I don't know if there IS a way to delete a book from your Kindle library on Amazon itself.
You can delete docs you send to your kindle, but I am not sure a purchased book you can remove from your acct.
There's more to life than watching Buffy the Vampire Slayer! No. Really, there is! Honestly! Here's a place for Buffistas to come and discuss what it is they're reading, their favorite authors and poets. "Geez. Crack a book sometime."
I don't know if there IS a way to delete a book from your Kindle library on Amazon itself.
You can delete docs you send to your kindle, but I am not sure a purchased book you can remove from your acct.
I think one problem with the series is that The Dark Is Rising plays up the importance of the signs so much, and we later learn they are actually a fairly small piece of the Important Things puzzle.
Right?? I got to the end and it was like, oh, so that treasure lack-of-hunt was just part of a larger Treasure Hunt, and, hey, we already found the Grail! More magical objects or whatever!
The other books explore the other pieces (and Will is not the protagonist of all, or even most, of them, though he appears in several), and some do it better than others.

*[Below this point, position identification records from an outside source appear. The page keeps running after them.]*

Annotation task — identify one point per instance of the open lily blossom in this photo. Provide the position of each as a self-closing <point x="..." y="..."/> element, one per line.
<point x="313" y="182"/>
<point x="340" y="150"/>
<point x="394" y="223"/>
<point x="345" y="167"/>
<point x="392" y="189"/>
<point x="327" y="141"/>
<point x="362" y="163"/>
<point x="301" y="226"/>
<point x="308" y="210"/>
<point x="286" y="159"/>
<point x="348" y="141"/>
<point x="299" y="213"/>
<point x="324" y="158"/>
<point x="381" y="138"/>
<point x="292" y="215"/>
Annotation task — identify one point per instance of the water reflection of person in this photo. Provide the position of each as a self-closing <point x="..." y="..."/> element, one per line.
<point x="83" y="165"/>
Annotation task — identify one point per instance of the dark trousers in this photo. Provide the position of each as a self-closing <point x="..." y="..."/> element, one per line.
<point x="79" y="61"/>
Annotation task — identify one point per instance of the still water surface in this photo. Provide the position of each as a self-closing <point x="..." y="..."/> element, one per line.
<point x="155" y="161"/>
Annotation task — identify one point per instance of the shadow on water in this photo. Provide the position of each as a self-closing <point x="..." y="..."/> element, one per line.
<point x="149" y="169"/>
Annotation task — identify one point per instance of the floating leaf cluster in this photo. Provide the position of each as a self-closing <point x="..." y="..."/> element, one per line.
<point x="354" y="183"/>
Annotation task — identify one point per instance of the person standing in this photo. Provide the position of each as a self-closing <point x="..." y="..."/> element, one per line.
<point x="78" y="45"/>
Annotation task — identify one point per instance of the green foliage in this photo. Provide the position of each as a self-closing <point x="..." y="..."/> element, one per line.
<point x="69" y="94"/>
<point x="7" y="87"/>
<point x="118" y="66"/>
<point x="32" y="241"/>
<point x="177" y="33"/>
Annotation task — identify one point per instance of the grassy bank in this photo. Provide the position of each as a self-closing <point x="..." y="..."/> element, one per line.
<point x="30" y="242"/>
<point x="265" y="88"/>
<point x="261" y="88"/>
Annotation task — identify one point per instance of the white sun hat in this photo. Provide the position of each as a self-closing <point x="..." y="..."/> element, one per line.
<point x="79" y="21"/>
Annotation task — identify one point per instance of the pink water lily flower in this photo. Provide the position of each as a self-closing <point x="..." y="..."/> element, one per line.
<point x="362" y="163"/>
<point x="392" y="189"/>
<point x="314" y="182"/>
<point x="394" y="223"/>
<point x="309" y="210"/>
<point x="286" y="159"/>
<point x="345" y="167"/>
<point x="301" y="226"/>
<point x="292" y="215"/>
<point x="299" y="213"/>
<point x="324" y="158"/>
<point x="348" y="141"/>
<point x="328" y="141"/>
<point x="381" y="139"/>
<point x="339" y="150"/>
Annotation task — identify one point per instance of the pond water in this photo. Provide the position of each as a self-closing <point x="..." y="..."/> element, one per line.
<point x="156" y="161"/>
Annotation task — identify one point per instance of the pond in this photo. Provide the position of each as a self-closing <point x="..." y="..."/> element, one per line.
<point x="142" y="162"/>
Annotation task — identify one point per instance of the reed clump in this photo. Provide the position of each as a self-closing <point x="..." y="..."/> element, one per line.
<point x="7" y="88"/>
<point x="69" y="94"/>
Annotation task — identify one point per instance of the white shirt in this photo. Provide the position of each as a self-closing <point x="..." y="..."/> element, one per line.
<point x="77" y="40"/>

That's good to hear. Honestly, I strongly considered just stopping, but then I saw that the Drew kids are back in the next book, and those kids get shit done. I'm looking forward to seeing them on a more magical adventure.
The Grey King is the best book in the series, and brings some cool Arthurian stuff in, but the whole series is a bit vague about lots of things.
And that's the only book read by a different reader, weirdly enough. I guess I don't mind vagueness, but everything in the The Dark Is Rising seemed to be vague and made up as it went along to suit whatever was going on at the time.
And I think The Dark is Rising has some of the best atmosphere and general "whoa" factor in the series, so if you didn't feel that you may not like the rest.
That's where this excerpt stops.